The reciprocal wants of industrious nations, resemble the reciprocal wants of tradesmen; all may be employed in supplying one another, as well as themselves.

When the amount of taxes is properly laid out in premiums, for the encouragement of the industrious, the prices of labour upon articles of exportation, may be brought so low, that all nations who do not follow the example, must languish and decay. Luxury at home will then cease to hurt the trade of the nation. In her treaties of commerce, she may throw open her ports to many articles of foreign consumption, without running any risk by such allowances; and on the other hand, she will reap the greatest advantages from a reciprocal permission.

The example I have given, by which I have illustrated the nature of public contributions, must not be understood to tally with respect to proportion. It would be both ridiculous and impossible to reduce all the expences of rich men to the purely sufficient. All I meant was, to shew how taxes, when properly applied, may be considered as public oeconomy; and how the levying of them has no direct tendency to hurt a nation in point of ease and prosperity.


CHAP. VIII.
Of the extent of Taxation.

One good way to discover the nature of taxes, is, to examine how far it may be possible to carry them. This is my intention in this chapter.

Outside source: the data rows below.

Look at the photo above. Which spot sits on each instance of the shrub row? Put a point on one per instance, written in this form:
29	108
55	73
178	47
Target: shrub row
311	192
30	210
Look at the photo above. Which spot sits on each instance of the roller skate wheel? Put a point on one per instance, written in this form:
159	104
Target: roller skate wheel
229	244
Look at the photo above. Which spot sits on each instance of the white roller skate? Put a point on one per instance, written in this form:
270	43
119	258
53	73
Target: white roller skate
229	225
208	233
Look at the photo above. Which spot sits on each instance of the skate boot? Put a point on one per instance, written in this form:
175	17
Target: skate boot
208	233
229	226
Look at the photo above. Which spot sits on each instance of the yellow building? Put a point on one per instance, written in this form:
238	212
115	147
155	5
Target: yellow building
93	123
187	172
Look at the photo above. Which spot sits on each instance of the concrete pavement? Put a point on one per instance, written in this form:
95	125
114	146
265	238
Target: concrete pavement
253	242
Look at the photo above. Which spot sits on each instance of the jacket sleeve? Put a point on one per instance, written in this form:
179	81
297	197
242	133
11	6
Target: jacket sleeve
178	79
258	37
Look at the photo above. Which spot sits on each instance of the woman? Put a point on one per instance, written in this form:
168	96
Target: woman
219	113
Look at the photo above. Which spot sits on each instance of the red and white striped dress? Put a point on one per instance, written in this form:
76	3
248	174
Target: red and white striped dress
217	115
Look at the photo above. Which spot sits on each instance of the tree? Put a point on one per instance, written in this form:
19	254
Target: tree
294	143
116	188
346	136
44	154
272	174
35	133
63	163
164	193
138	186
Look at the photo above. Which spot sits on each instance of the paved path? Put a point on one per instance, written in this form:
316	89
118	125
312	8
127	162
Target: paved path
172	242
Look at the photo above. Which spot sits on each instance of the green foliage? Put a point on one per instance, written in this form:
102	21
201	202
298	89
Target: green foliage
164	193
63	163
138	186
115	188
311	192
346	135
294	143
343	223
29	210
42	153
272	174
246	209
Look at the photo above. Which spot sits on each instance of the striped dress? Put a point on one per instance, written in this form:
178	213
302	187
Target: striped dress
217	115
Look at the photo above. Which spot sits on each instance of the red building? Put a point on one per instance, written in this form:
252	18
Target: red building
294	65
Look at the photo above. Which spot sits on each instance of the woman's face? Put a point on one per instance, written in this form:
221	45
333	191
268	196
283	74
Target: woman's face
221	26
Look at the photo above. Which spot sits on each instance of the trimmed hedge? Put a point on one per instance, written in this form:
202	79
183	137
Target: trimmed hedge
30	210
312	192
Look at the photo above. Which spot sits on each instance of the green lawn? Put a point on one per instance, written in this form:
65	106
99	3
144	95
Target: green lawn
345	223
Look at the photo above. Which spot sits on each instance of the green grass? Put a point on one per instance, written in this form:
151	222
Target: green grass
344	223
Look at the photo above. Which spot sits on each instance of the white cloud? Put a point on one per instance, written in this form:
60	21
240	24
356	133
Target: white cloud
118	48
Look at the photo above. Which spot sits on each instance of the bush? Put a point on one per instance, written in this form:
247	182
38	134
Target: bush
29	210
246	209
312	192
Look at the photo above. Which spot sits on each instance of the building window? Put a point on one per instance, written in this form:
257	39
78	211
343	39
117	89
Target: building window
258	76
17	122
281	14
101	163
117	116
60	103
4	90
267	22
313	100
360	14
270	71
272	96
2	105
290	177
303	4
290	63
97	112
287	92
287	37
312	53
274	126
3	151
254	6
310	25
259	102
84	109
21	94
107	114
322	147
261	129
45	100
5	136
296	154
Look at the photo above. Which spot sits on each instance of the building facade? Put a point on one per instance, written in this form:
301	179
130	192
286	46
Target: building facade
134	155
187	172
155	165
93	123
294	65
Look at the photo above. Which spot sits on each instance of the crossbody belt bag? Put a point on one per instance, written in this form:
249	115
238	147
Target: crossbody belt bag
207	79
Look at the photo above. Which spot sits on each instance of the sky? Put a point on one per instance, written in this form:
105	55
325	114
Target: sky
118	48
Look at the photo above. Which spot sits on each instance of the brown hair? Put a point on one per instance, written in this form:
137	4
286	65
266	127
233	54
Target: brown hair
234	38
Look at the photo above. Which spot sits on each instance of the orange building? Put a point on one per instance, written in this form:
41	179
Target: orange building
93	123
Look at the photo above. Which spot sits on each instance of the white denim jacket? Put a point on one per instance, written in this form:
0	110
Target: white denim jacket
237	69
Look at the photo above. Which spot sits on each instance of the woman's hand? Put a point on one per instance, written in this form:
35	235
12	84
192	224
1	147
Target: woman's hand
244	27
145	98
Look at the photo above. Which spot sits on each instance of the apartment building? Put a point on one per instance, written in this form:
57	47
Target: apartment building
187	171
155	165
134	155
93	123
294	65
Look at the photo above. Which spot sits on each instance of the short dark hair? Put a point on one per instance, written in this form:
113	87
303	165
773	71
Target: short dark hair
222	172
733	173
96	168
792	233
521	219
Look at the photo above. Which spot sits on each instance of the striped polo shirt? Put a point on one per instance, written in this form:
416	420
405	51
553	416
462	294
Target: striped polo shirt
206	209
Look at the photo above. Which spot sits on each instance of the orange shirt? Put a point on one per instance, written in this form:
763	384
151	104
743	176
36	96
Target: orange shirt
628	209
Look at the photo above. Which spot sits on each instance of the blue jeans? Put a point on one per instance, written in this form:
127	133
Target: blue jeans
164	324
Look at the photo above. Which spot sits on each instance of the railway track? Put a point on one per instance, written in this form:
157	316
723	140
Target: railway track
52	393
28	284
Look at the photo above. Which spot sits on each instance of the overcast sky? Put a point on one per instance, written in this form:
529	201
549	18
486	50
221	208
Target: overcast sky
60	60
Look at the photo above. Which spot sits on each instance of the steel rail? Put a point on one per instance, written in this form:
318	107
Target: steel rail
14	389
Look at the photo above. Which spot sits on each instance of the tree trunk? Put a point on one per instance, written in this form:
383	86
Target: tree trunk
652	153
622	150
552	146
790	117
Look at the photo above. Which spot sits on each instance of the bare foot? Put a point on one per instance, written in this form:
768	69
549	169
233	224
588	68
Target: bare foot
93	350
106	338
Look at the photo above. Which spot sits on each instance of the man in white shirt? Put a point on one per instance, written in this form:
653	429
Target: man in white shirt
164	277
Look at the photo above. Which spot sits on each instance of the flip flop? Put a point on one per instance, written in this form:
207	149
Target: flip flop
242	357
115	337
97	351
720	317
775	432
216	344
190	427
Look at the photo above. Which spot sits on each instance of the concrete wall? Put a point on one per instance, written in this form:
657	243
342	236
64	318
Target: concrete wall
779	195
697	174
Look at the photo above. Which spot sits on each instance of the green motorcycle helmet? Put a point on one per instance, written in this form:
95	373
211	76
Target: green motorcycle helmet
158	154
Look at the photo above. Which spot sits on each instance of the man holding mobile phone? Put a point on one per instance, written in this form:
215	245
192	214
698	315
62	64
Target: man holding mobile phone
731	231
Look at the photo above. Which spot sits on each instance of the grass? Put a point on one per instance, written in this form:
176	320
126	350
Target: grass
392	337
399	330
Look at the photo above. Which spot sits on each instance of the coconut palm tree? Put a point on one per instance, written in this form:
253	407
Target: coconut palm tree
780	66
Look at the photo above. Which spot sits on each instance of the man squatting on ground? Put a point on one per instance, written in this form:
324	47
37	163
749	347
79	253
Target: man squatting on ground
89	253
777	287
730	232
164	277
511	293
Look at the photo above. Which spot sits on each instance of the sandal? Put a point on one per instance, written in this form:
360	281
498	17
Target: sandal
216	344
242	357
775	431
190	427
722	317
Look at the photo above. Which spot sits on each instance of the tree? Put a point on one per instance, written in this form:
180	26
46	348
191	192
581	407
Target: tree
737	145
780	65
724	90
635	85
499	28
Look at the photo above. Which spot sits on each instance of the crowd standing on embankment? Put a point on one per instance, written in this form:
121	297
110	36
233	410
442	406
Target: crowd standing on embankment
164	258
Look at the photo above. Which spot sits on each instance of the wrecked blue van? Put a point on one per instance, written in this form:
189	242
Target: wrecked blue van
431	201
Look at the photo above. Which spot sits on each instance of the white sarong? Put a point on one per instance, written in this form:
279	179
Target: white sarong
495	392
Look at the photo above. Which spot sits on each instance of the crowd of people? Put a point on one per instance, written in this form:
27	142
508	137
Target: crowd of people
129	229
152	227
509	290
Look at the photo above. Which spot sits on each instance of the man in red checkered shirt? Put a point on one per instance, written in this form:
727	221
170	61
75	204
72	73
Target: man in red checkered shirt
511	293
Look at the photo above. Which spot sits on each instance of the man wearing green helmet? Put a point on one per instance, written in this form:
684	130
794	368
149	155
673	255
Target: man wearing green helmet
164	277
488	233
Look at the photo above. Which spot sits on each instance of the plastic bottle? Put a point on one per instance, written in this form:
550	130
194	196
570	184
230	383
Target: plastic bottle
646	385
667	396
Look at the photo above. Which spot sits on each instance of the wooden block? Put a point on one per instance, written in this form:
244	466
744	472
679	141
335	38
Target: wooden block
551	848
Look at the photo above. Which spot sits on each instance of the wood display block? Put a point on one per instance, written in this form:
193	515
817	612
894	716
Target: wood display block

I have said that the object of taxes was income, and not stock. I have shewn how those of the proportional kind affect the income of stock already made, and persons who enjoy large profits upon their daily industry. I have pointed out the impropriety of cumulative taxes, when imposed upon such as draw nothing more from their industry than an easy subsistence; and I have given a general preference to those of the proportional kind; because they constantly imply both alienation and consumption: alienation in those who advance the taxes, consumption in those who pay them.

Could, therefore, taxes be levied upon every alienation, where consumption is implied, and that in proportion to the whole superfluity of those who are to consume, proportional taxes would be carried to their utmost extent.

I shall now analize this subject, in order to discover how far that extent may reach; and by this inquiry, the principles of taxation will be the better understood.